Ego Habui Monte Vermont

Ego habui monte Vermont. Doesn’t much matter whether you read Latin. The first and last words are the most important.



I lived in Midtown by way of Capitan, New Mexico. Manhattan was not a super happy place in 2002, and the city isn’t a natural fit for people like me, regardless. Autumn of that year I started looking for a weekend getaway. Real estate seemed a safer place to park what savings I had left after the stock market tanked.

The green wilderness of Vermont: pristine as advertised. I found my mountain on Fire Hill Road between Pittsford and Rutland, where the express train dropped me.

It’s a little mountain, some 830 feet of rise, and affordable because of difficult access, meaning if you left the dirt road you would not ascend so much as impact the land. No worries. I have heavy equipment. I have a chainsaw. Talent with explosives, if required.

The sellers, two bickering siblings, were the last of their clan. Previous owner of the property: The Church of England. I thought that was cool at the time and no portent of how newcomers might be viewed up here.

There were bear, moose and fisher cats. Old growth timber. A crystalline spring. A dive bar only twenty minutes away. By 2003, my weekend retreat had become something grander in scope, something worthy of sabbatical. But I required help. Or a reliable witness.

A friend, a poet and a wise man I’ve known more than twenty years, who spent his spare time working as a drafter for the City of Dallas, was recently laid off and seemed in need of temporary purpose. I pitched my idea.

“Bud, we shall make our way up the mountain and there build a proper cabin. We shall live deliberately, off the land, and occasionally visit Price Chopper for provisions.”

“I’ll get my toothbrush.”

We loaded a triple-axle flatbed hitched to my F-450. He followed in his Jeep, towing still more equipment, flanking the Ozarks and traversing lengthwise the western foothills of the Appalachian Plateau. The third morning we awoke in a Rutland motor court, road weary but eager.

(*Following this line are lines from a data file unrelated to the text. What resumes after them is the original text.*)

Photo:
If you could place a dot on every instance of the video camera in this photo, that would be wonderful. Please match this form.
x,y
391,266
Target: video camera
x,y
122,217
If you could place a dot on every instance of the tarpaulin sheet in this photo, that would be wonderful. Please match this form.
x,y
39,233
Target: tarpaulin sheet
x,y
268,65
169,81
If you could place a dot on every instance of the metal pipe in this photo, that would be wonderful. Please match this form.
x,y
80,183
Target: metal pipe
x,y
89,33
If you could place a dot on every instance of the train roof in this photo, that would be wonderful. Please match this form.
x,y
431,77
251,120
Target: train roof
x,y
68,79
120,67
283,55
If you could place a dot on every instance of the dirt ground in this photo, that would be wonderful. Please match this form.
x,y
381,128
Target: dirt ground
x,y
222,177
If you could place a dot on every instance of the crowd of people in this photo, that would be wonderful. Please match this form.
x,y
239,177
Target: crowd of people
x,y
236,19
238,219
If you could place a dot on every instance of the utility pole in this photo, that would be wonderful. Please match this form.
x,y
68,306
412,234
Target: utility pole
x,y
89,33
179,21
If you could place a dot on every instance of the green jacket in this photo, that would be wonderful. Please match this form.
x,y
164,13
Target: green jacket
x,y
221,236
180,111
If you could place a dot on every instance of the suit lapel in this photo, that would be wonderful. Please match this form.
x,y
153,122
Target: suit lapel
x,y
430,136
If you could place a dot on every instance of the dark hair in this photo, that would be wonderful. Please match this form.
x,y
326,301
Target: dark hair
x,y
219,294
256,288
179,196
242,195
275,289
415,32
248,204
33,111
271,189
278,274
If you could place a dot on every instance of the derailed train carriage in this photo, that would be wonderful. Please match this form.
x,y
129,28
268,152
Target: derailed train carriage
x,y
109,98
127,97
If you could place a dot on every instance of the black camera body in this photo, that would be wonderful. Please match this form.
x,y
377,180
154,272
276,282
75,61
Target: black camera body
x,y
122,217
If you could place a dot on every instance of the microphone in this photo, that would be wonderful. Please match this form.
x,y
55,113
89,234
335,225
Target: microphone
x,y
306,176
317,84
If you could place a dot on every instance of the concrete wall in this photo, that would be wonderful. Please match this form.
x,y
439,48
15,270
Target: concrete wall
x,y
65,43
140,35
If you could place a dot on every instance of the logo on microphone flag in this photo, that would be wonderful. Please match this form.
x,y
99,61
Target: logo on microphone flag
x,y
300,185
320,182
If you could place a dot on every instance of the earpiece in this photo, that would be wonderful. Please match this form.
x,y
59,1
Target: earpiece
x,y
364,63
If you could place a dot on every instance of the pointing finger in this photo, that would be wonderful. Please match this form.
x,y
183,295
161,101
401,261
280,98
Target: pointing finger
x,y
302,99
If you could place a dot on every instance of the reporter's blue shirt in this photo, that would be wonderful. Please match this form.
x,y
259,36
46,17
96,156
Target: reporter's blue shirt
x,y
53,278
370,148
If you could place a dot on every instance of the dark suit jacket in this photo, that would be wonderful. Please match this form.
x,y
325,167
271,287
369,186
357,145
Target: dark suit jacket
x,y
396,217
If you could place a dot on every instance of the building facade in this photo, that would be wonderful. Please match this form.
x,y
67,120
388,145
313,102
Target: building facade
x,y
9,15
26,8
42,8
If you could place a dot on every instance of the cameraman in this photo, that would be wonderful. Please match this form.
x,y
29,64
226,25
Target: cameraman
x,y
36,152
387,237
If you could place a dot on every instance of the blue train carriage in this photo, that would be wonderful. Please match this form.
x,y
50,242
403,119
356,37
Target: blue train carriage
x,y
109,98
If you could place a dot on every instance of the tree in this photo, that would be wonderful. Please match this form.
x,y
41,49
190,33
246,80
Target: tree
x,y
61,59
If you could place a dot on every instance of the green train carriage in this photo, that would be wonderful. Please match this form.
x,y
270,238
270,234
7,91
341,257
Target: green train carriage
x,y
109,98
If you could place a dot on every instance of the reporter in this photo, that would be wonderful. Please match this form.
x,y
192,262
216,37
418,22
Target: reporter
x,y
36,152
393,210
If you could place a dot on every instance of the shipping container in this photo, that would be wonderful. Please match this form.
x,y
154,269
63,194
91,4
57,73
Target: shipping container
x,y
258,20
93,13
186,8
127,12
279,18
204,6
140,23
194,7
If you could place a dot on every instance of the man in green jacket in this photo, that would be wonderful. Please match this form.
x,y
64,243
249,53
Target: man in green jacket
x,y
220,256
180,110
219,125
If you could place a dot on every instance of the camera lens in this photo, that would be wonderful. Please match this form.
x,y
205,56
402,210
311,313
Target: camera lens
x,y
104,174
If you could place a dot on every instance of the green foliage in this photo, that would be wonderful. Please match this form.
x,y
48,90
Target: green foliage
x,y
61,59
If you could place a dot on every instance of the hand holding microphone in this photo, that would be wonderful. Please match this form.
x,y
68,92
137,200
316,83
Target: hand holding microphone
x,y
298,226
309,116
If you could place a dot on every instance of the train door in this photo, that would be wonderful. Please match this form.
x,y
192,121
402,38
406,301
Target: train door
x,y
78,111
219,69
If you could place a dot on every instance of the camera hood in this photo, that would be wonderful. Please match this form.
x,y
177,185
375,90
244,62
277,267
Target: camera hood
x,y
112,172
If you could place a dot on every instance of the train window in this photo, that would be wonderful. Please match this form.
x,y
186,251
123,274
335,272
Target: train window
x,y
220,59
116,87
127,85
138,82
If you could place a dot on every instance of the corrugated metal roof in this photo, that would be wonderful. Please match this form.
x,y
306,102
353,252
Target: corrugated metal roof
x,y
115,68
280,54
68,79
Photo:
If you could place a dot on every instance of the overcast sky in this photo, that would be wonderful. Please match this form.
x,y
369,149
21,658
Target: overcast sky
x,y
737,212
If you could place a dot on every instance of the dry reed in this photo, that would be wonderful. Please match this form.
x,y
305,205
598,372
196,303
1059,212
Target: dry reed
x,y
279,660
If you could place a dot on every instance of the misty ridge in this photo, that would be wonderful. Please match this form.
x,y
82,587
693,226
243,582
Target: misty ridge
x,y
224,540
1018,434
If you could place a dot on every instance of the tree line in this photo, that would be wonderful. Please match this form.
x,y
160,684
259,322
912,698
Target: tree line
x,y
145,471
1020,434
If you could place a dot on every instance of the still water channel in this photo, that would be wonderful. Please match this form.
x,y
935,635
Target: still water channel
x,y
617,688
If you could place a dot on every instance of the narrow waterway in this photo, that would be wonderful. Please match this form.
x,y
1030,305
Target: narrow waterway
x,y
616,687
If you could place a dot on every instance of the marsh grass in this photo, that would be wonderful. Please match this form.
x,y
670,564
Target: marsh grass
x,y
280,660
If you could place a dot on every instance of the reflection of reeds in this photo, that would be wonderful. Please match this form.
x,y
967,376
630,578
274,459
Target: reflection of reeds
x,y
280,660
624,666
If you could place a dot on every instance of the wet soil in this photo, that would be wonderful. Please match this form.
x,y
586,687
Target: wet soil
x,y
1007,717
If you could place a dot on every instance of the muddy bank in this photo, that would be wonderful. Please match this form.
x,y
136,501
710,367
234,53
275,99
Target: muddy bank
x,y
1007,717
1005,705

He took point this time, through town and into the countryside. I required 13 feet of clearance and 20 tons of load capacity across bridges. We arrived at noon three days before Halloween. With a bit of sawing, a bit of pushing, we got vehicles and implements a few feet off the road by late afternoon.

We assembled a plywood enclosure on the gooseneck and there made basecamp; me, Bob, and a mastiff named Brutus. We imagined tough work ahead. Imagined we were equal to it. We had yet to introduce ourselves, so we caught stares from the half dozen passersby.

As the moon rose, I played the pocket harp while we sipped Jack Daniels and smoked hand-rolled cigarettes beside a small campfire. Bob wondered aloud just how relative the term comfortable would become. He’d heard New England could get a bit nippy toward year’s end. And into March.

“Smell like rain to you?” he said.

“Nah.”

A sudden downpour quashed the fire and ran us into our box. We huddled there most of the next day, too, the slope above us churned into mud-flavored Jell-O.